The evidence is mounting. Net work (creating and sustaining networks across internal and external boundaries. The latest research from Harvard Business School, Best Practices of Global Innovators summarizes, in the from of an interview with Alan MacCormack the drivers in the trend of networked partnerships:

  • The complexity of products and the sheer impossibility of a single company or enterprise maintaining all the needed skills in house
  • The availability of lower-cost labor in developing areas of the world
  • Advances in development tools and infrastructure that support virtual work and global collaboration

He goes on to to suggest that success in partnering is more likely when there is a mindset shift, that is to think about building a partnership not just to lower costs, but to develop non-transactional relationships. In other words, to develop a mindset in the organization that is conducive to emergence. In Net Work, I described how networks tend to be oriented either toward outcome or discovery. What I understand now is that this is not an either/or choice. It’s a pair of forces that must remain in balance. The organization must be open to emergence.

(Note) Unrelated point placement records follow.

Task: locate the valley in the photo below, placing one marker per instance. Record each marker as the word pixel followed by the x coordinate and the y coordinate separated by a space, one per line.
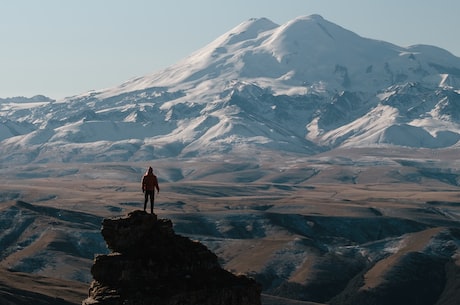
pixel 307 228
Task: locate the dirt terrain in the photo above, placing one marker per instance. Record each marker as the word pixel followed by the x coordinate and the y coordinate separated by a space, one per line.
pixel 282 219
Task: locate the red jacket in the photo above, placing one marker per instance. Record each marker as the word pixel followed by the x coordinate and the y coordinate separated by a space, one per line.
pixel 150 182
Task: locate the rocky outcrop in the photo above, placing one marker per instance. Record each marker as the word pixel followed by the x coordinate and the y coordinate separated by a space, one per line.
pixel 150 264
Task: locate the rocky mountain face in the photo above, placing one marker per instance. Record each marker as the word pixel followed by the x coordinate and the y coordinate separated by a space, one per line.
pixel 305 86
pixel 150 264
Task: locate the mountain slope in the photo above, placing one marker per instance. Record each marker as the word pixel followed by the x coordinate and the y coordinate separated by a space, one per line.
pixel 305 86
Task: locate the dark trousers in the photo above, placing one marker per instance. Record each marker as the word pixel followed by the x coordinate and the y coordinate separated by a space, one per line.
pixel 152 199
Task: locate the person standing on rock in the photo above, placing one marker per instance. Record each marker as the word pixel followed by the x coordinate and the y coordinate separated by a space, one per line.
pixel 149 184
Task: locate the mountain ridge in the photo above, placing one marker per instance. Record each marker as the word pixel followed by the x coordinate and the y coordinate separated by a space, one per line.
pixel 306 86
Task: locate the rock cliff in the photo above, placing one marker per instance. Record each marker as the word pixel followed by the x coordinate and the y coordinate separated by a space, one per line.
pixel 150 264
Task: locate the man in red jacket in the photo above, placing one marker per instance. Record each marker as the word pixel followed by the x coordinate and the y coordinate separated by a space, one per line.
pixel 149 184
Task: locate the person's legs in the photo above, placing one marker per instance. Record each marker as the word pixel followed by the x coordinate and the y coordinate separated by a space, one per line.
pixel 152 200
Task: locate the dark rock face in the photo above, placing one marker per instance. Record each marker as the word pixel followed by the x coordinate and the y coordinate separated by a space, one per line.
pixel 150 264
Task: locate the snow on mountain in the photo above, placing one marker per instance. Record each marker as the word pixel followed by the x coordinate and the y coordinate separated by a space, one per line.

MacCormack’s research also indicates that there are three critical success factors in adopting this new mindset: a strategy, organizational design, and the building of collaborative capacity. For the last of these three, he recommends investment in developing the skill sets required for collaborative, distributed work. This includes staffing for diversity of skills, but would also, I hope, include the focused support to teach people how to create and manage their personal networks. (See Rob Cross’s work on this topic. II believe that it makes no sense to assembling partnerships without providing the opportunity for personal transformation of the people who do the work, learning, and innovation.